Le président Roosevelt a installé l’office du Prêt-Bail en 1941, nommant le directeur de l’acier Edward R. Stettinius comme chef. En septembre 1943, il était promu comme sous-secrétaire d’Etat et Leo Crowley était devenu le chef de l’administration économique étrangère qui assumait la responsabilité du Prêt-Bail.

L’aide du Prêt-Bail pour l’Union Soviétique était dirigé par Stettinius.

Le programme a commencé à être retiré après le VE Day, le 8 mai 1945. En 1945, le Congrès a voté qu’il ne devrait pas être utilisé à des fins de post conflit, et en août 1945, après l’abandon japonais, le programme a été terminé. Avant sa mort, la même année au moins d’avril, Roosevelt a annoncé son intention de finir ce programme en septembre 1945.

Echelle[modifier | modifier le code]

Valeur des outils vendus par les Etats-Unis au autres Nations alliées

Pays Valeur en

millions de dollars

Empire britannique 31 387,1
Brésil 372,0
Union Soviétique 10 982,1
Mexique 39,2
France 3 223,9
Chili 21,6
République de Chine 1 627,0
Pérou 18,9
Pays-Bas 251,1
Colombie 8,3
Belgique 159,5
Equateur 7,8
Grèce 81,5
Uruguay 7,1
Norvège 47,0
Cuba 6,6
Turquie 42,9
Bolivie 5,5
Yougoslavie 32,2
Venezuela 4,5
Arabie Saoudite 19,0
Guatemala 2,6
Pologne 12,5
Paraguay 2,0
Liberia 11,6
République dominicaine 1,6
Iran 5,3
Haïti 1,4
Ethiopie 5,3
Nicaragua 0,9
Islande 4,4
El salvador 0,9
Iraq 0,9
Honduras 0,4
Tchécoslovaquie 0,6
Costa Rica 0,2
Total 48 395,4

Signification[modifier | modifier le code]

Le Prêt-bail a aidé l’Angleterre et les forces alliés à gagner les combats des années futures; l’aide qu’il donna dans les combats de 1941 fut insignifiante. Entre 1943-1944, environ un quart de toute les munitions anglaises venait de Prêt-Bail. Les avions (en particulier ceux de transports) s’occupaient environ d’un quart des envois vers l’angleterre, suivie par la nourriture, les forces terrestres et les bateaux.

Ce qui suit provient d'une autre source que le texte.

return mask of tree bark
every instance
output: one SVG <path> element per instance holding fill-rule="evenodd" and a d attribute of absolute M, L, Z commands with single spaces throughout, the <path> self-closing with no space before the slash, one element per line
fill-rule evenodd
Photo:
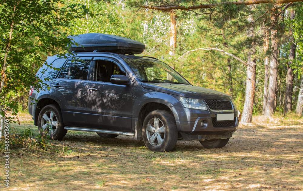
<path fill-rule="evenodd" d="M 245 90 L 245 100 L 243 107 L 241 122 L 251 123 L 252 118 L 255 97 L 255 86 L 256 84 L 256 59 L 255 48 L 251 49 L 247 57 L 247 71 L 246 72 L 246 86 Z"/>
<path fill-rule="evenodd" d="M 175 55 L 175 51 L 177 47 L 177 21 L 176 15 L 173 12 L 170 13 L 171 36 L 169 40 L 169 55 Z"/>
<path fill-rule="evenodd" d="M 268 38 L 266 38 L 265 40 L 265 44 L 264 47 L 264 52 L 266 52 L 268 49 Z M 264 115 L 265 112 L 265 107 L 266 106 L 266 100 L 267 99 L 267 91 L 268 87 L 268 57 L 265 56 L 264 59 L 264 86 L 263 90 L 263 106 L 262 108 L 262 115 Z"/>
<path fill-rule="evenodd" d="M 253 21 L 251 16 L 248 17 L 248 21 Z M 255 28 L 251 27 L 247 32 L 247 37 L 252 38 L 255 35 Z M 247 56 L 247 69 L 246 71 L 246 86 L 245 89 L 245 100 L 243 107 L 241 122 L 251 123 L 254 108 L 254 99 L 255 98 L 255 86 L 256 85 L 256 49 L 255 45 L 248 52 Z"/>
<path fill-rule="evenodd" d="M 301 2 L 302 1 L 303 1 L 303 0 L 278 0 L 275 2 L 277 4 L 281 4 L 291 2 Z M 200 4 L 200 5 L 194 5 L 190 6 L 171 5 L 165 3 L 164 3 L 163 5 L 160 5 L 159 6 L 144 5 L 140 5 L 139 6 L 144 8 L 165 11 L 171 10 L 191 10 L 199 9 L 213 8 L 214 7 L 225 4 L 243 6 L 262 3 L 272 3 L 272 2 L 273 2 L 271 0 L 249 0 L 248 1 L 243 1 L 224 2 L 213 4 Z"/>
<path fill-rule="evenodd" d="M 278 63 L 278 45 L 275 37 L 277 31 L 271 31 L 271 41 L 272 53 L 269 62 L 269 77 L 268 84 L 268 93 L 266 100 L 264 115 L 271 116 L 275 109 L 275 97 L 277 84 L 277 66 Z"/>
<path fill-rule="evenodd" d="M 221 30 L 222 33 L 222 37 L 225 42 L 223 43 L 224 46 L 226 49 L 228 48 L 228 45 L 227 44 L 227 39 L 226 39 L 226 37 L 224 35 L 224 31 L 223 29 Z M 227 59 L 227 69 L 228 71 L 228 83 L 229 84 L 229 88 L 228 89 L 228 92 L 230 96 L 232 97 L 232 75 L 231 74 L 231 66 L 230 63 L 230 59 L 228 58 Z"/>
<path fill-rule="evenodd" d="M 303 74 L 301 76 L 301 85 L 298 96 L 298 101 L 296 107 L 296 114 L 302 116 L 303 115 Z"/>
<path fill-rule="evenodd" d="M 9 37 L 8 37 L 7 44 L 6 44 L 6 47 L 5 47 L 5 52 L 4 53 L 4 59 L 3 59 L 3 63 L 2 65 L 2 68 L 1 69 L 1 83 L 0 83 L 0 99 L 1 99 L 1 100 L 4 101 L 5 99 L 5 98 L 3 97 L 4 95 L 2 95 L 2 93 L 3 88 L 5 87 L 6 86 L 5 82 L 7 79 L 6 73 L 6 68 L 7 66 L 7 59 L 8 54 L 8 52 L 11 49 L 11 40 L 12 40 L 13 31 L 14 30 L 14 28 L 15 27 L 14 17 L 15 16 L 16 8 L 17 8 L 17 5 L 18 5 L 18 2 L 17 2 L 17 5 L 15 5 L 14 7 L 13 14 L 11 18 L 12 21 L 12 24 L 11 24 L 10 30 L 9 32 Z M 1 138 L 3 135 L 4 131 L 6 108 L 5 105 L 4 105 L 4 104 L 3 102 L 2 102 L 0 103 L 0 104 L 1 105 L 0 105 L 0 139 L 1 139 Z"/>
<path fill-rule="evenodd" d="M 228 70 L 228 78 L 229 82 L 229 88 L 228 92 L 229 95 L 232 97 L 232 75 L 231 74 L 231 66 L 230 64 L 230 59 L 227 59 L 227 69 Z"/>
<path fill-rule="evenodd" d="M 293 19 L 295 18 L 295 11 L 293 9 L 290 10 L 290 19 Z M 289 61 L 287 63 L 287 75 L 286 78 L 286 90 L 285 92 L 285 101 L 284 107 L 284 115 L 288 112 L 291 112 L 292 102 L 292 92 L 294 80 L 293 73 L 292 61 L 295 59 L 296 44 L 294 40 L 292 29 L 289 33 L 289 40 L 291 44 L 289 50 L 288 57 Z"/>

Même après que les forces américaines en Europe et au pacifique commencent à être à leur apogée en 1943-1944, le Prêt-Bail continua. La plupart des pays belligérants étaient autonomes en matière de matériel de combat de première ligne (comme des tanks et des avions de combats), mais le Prêt-Bail a offert un utile complément en cette catégorie tout de même , et les Prêt-Bail matériels logistiques (dont les équipements motorisés et les équipements ferroviaires) furent d’une énorme assistance.]

Livraisons britanniques à l’Union soviétique[modifier | modifier le code]

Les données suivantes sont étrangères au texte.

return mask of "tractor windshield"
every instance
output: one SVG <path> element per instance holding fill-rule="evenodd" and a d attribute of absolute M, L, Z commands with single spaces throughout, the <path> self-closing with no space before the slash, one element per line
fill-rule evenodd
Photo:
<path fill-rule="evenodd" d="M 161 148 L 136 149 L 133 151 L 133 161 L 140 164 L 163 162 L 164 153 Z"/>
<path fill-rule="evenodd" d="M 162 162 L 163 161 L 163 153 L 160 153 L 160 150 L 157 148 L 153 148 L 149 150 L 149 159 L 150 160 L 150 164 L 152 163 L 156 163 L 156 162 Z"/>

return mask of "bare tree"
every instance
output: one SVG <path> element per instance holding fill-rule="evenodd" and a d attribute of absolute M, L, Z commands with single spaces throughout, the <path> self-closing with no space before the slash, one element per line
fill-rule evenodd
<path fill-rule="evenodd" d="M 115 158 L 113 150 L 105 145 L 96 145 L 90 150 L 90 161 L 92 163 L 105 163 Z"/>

Une grande partie de l’aide peut être mieux comprise en considérant les problèmes économiques causés par la guerre. La plupart des puissance guerrières limitent leur production de biens non essentiels, en se concentrant sur les munitions, ce qui cause inévitablement des manques. Par exemple, l’URSS était fortement indépendant sur le transport ferroviaire, mais la guerre coupa pratiquement toute les production de trains. A peine 446, locomotives furent produites pendant la guerre, avec seulement 92 entre 42 et 45. En tout, 92.7% de la production ferroviaire durant la guerre arriva grâce au Prêt-Bail. Ainsi 1911 locomotives et 11  225 wagons ont aidé les 20 000 locomotives déjà existantes et le demi-million de wagons.

L’Armée rouge à Bucarest près du boulevard de Carol I. avec «Universal Carrier» fourni par les Britanniques.

De plus, le support logistique de l’armée soviétique fut procurée par des centaines de milliers de camion américains. En effet, en 1945, près de ⅓ des camions de l’armée rouge était fabriquée aux États-Unis.

Le Prêt-Bail a aussi envoyé de grandes quantités d’armes et de munitions. L’armée de l’air soviétique a reçu 18 700 avion, qui ont compté dans l’ordre des 30% de la production soviétique de la guerre. Bien que la majorité des unitées de tanks combattaient avec des tanks soviétiques, quelques 7 000 Prêt-Bail tanks ont été déployés par l’armée rouge.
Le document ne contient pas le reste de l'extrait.